Wilson also co-chaired the SCC fundraising gala event. Under his co-leadership, Gala has raised more than his $600,000. He also worked to establish endowment scholarships to ensure that as many young people as possible, especially those who were struggling financially, had access to education.
He extended that support beyond fundraising efforts with real-world support.
Wilson gave Heber Najera, a student in the Physical Therapist Assistant Program, a free room at the El Camino Motel. Najella’s home is in Polk County.
“Mr. Wilson is one of the most kind and generous men I have ever met, and I cannot thank him enough for the kindness he has shown me,” Najera said. “I have seen him help so many people who are homeless, suffering and in need of a place to live.At Southwestern we want to help every student in need. It was more than words, it was his way of life.
In Swain County, Wilson worked as an educator for 31 years.

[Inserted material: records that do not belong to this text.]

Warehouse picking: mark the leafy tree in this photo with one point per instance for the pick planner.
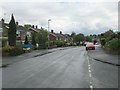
(12, 32)
(33, 40)
(26, 40)
(88, 39)
(42, 37)
(27, 26)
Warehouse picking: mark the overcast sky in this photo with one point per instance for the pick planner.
(80, 17)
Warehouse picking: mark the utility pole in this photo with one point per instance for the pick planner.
(48, 31)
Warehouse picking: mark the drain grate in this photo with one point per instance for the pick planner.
(42, 54)
(4, 66)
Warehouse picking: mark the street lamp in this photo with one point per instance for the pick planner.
(48, 31)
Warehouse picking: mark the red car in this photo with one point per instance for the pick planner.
(90, 46)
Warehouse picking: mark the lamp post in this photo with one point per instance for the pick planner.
(48, 31)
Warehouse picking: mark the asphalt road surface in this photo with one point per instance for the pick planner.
(69, 68)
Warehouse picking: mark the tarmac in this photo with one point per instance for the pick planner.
(101, 55)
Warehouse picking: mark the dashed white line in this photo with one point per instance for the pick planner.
(90, 75)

After he served as a teacher at Whittier Elementary and principal at the East Elementary, he eventually served on the school board for 12 years.
A tribute to Wilson on the Swain County School Facebook page speaks to Wilson’s kindness and dedication to learning.
“We lost one of our best schools,” Swain County Schools said. He said, “I have touched the lives of so many students and colleagues along the way. Our hearts are broken. We have lost colleagues, mentors and dear friends.”
Jane DeHart Greaves and Shirley Blanton said, “Lambert was too good for this world.
Cherokee Central Schools thanked Lambert for his support on their Facebook page.
“Mr. Wilson was a friend to everyone he met,” CCS wrote. “His support for our CCS family and Cherokee community will be greatly missed.”